Unboxing dan Review iQOO 13, Apakah Layak Dibeli? Kelebihan dan Kekurangan yang Harus Kamu Tahu
Smartphone gaming terbaru dari iQOO ini memang menjanjikan performa yang luar biasa berkat chipset Snapdragon 8 Elite yang super kencang.
Berita Terkini, Eksklusif di Channel WhatsApp Inilahkoran.id
INILAHKORAN, Bandung – Smartphone gaming terbaru dari iQOO ini memang menjanjikan performa yang luar biasa berkat chipset Snapdragon 8 Elite yang super kencang.
Tapi, apakah janji tersebut benar-benar terwujud? Mari kita bedah satu per satu.
Desain yang Menggoda
iQOO 13 hadir dengan desain yang cukup agresif, khas smartphone gaming. Bodi belakangnya yang mengkilap dan modul kamera yang menonjol memberikan kesan premium.
Sayangnya, desain ini membuatnya agak licin di tangan.
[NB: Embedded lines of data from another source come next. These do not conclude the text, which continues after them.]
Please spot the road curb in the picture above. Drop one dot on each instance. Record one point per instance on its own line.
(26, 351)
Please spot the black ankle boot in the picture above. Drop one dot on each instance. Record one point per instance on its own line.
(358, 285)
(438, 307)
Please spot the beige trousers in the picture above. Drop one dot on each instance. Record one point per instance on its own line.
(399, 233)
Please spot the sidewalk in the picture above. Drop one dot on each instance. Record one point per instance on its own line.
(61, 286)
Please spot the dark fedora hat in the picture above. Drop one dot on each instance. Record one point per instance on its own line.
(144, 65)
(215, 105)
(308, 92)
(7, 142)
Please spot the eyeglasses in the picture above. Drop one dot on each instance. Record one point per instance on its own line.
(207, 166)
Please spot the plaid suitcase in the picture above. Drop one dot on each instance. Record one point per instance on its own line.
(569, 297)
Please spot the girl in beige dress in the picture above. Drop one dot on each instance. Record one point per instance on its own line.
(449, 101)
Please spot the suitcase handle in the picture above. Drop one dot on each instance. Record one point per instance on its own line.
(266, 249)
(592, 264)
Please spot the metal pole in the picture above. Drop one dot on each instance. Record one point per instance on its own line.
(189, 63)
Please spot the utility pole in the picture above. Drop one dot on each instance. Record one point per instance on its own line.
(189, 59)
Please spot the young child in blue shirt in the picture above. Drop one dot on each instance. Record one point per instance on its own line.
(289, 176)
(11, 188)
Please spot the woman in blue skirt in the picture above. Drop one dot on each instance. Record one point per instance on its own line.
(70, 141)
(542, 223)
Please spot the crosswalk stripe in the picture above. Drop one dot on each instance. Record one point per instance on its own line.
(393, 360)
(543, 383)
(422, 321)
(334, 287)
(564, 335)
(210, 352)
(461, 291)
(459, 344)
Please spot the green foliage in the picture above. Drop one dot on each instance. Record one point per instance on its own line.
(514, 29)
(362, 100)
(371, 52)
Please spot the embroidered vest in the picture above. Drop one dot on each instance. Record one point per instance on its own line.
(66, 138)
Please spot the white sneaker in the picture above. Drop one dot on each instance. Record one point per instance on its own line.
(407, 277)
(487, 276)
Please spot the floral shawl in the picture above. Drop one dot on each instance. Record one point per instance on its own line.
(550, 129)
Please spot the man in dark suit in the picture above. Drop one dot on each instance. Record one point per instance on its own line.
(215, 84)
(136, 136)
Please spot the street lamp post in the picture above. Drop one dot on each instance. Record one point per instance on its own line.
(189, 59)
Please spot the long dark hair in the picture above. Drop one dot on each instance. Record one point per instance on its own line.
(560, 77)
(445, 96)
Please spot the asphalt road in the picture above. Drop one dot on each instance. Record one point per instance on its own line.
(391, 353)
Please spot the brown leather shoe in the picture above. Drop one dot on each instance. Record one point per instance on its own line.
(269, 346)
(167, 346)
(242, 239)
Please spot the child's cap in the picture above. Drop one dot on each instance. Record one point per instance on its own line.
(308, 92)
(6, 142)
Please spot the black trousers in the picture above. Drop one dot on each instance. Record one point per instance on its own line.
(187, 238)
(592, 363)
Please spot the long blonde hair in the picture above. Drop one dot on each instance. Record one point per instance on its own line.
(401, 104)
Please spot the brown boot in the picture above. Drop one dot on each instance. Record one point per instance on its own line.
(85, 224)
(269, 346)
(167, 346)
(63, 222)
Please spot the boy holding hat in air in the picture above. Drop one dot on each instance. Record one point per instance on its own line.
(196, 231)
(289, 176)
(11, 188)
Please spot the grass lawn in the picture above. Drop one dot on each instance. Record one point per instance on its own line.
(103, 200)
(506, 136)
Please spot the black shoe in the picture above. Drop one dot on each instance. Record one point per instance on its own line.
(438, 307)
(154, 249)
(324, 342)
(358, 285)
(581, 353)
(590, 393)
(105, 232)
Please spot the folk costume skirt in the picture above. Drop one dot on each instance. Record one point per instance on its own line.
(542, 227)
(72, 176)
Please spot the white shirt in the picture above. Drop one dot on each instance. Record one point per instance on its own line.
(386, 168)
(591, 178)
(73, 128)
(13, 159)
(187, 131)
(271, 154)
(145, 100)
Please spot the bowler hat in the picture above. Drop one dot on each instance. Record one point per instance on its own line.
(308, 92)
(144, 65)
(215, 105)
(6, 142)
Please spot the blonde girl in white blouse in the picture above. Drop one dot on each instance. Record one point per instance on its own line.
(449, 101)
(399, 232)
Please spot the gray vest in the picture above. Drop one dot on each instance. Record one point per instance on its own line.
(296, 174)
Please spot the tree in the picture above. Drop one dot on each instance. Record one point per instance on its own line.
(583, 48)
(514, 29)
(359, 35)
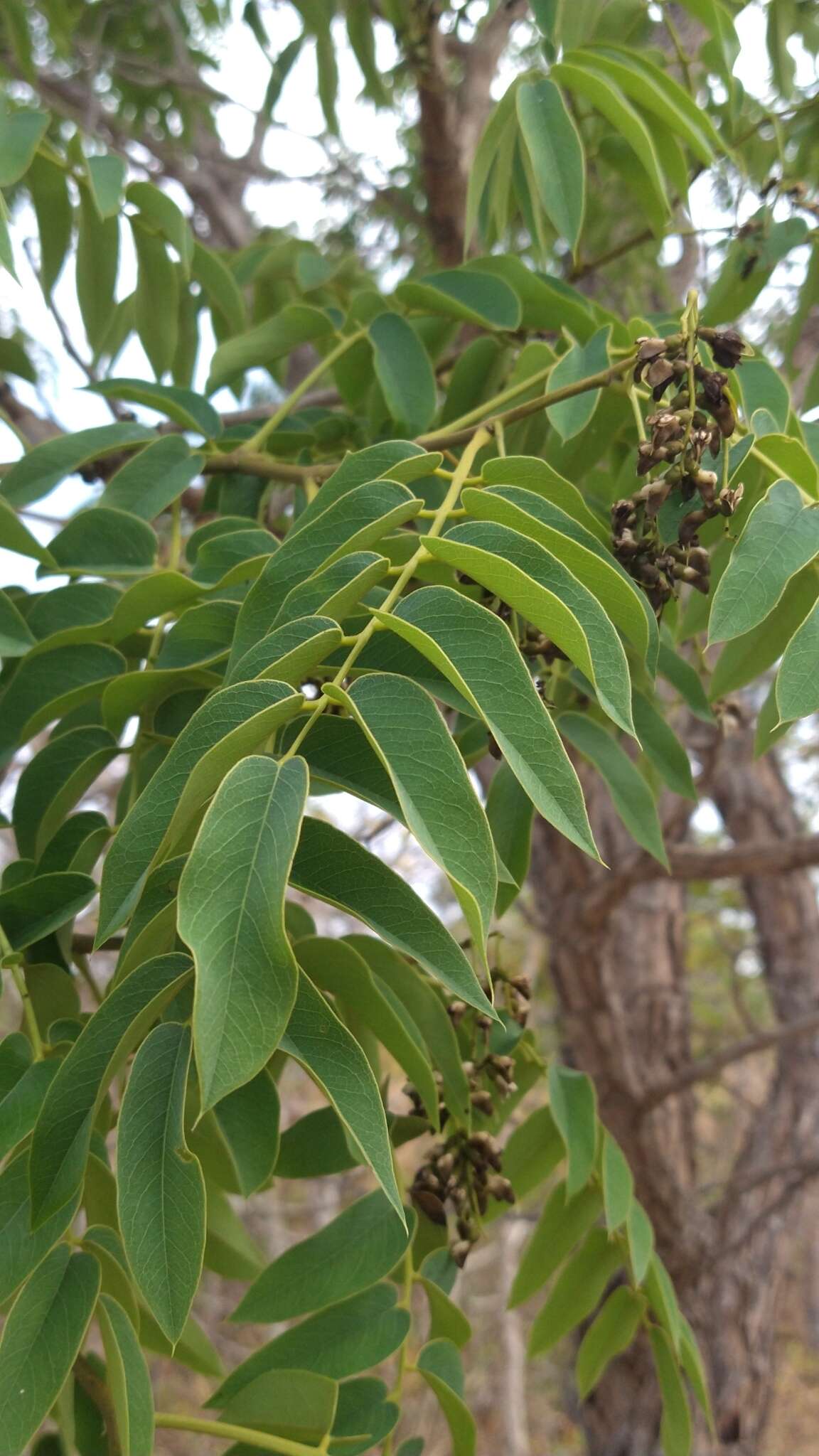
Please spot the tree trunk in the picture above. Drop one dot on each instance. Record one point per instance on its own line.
(617, 960)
Namun, secara keseluruhan, desain iQOO 13 cukup menarik dan tidak terlalu berlebihan.
Layar yang Memukau
Panel AMOLED yang digunakan iQOO 13 memberikan kualitas tampilan yang sangat baik.
Warna-warna yang ditampilkan sangat akurat, tingkat kecerahan maksimalnya juga tinggi, sehingga sangat nyaman digunakan di bawah sinar matahari langsung.
Refresh rate 120Hz membuat animasi dan gameplay terasa sangat halus.
Performa Monster
Inilah yang paling dinantikan dari iQOO 13. Dengan Snapdragon 8 Elite, performa iQOO 13 benar-benar di luar ekspektasi. Semua game berat yang saya coba berjalan sangat lancar tanpa lag sedikit pun.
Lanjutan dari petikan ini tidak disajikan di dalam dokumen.